Chega a ser desconcertante a tranquilidade exibida pelo governo diante da ameaça de derrotas no Congresso, sobretudo na derrubada de vetos da presidente da República, sempre fator de risco para a decantada governabilidade. Os dois maiores partidos da aliança que elegeu a presidente Dilma esperavam e esperam mudança no comando da coordenação e articulação política. O PMDB espera que o vice-presidente Michel Temer seja mais acionado; o PT é um partido estraçalhado, o explica a desorganização e potencializa o risco de desintegração da base de apoio, se a presidente continuar a perder o apoio da opinião pública. Não é por acaso que Dilma insiste na associação de sua imagem com a de Lula, quando afirmou à Folha que "Lula não vai voltar porque nunca saiu".

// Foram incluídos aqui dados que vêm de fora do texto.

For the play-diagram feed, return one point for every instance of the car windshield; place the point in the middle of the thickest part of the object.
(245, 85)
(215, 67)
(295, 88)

O PMDB é sempre o problema apontado no Congresso, especialmente na Câmara. Pode ser. Mas certamente seria menor não fosse a divisão interna do PT. Em todo o processo do mensalão, desde a denúncia do esquema até hoje, passando por mais de 100 dias de julgamento ano passado, a corrente dominante do partido, antes denominada campo majoritário e que hoje atende pela designação de Construindo um Novo Brasil, perdeu espaços no governo e no Congresso. Na gestão passada, os dois líderes de bancada, Paulo Teixeira (SP), na Câmara, e Walter Pinheiro (BA), eram de outra tendência, a Democracia Socialista, ou simplesmente DS, como é chamada. O ex-presidente da Câmara, Marco Maia, é da CNB, mas, devido ao mensalão, passou o mandato constrangido e imobilizado para encaminhar as demandas de interesse do grupo.
A CNB recuperou agora os espaços congressuais: tem os vice-presidentes da Câmara (André Vargas, do Paraná) e do Senado (Jorge Viana, do Acre) e os líderes das duas bancadas, o deputado José Guimarães (CE) e o senador Wellington Dias (PI). Posicionada no Legislativo, quer agora recuperar espaços (muitos) perdidos no governo.
O campo majoritário queixa-se de não participar das decisões estratégicas do governo e não se considera representado por Ideli Salvatti (Relações Institucionais) ou pelo senador Aloizio Mercadante, ministro da Educação cada vez mais enfronhado nos arranjos de natureza política. Ao contrário, a CNB vê o governo com a "cara" da DS, tendência a que pertence, por exemplo, o secretário do Tesouro, Arno Augustin, o dono das chaves do cofre e senhor das concessões de rodovias, ferrovias, aeroportos e do pré-sal a ser feitas neste semestre. Em associação com o líder do PMDB na Câmara, Eduardo Cunha, essa é a principal fonte do boicote da base governista. Antes Cunha usava o PT; agora é usado por ele para fazer o que o partido não pode assumir publicamente.
A disputa no Congresso é por espaço no governo. Na falta de uma oposição maior e mais consistente, o conflito se desenvolve dentro da base de apoio do governo e dentro dos partidos que integram a coalizão governista.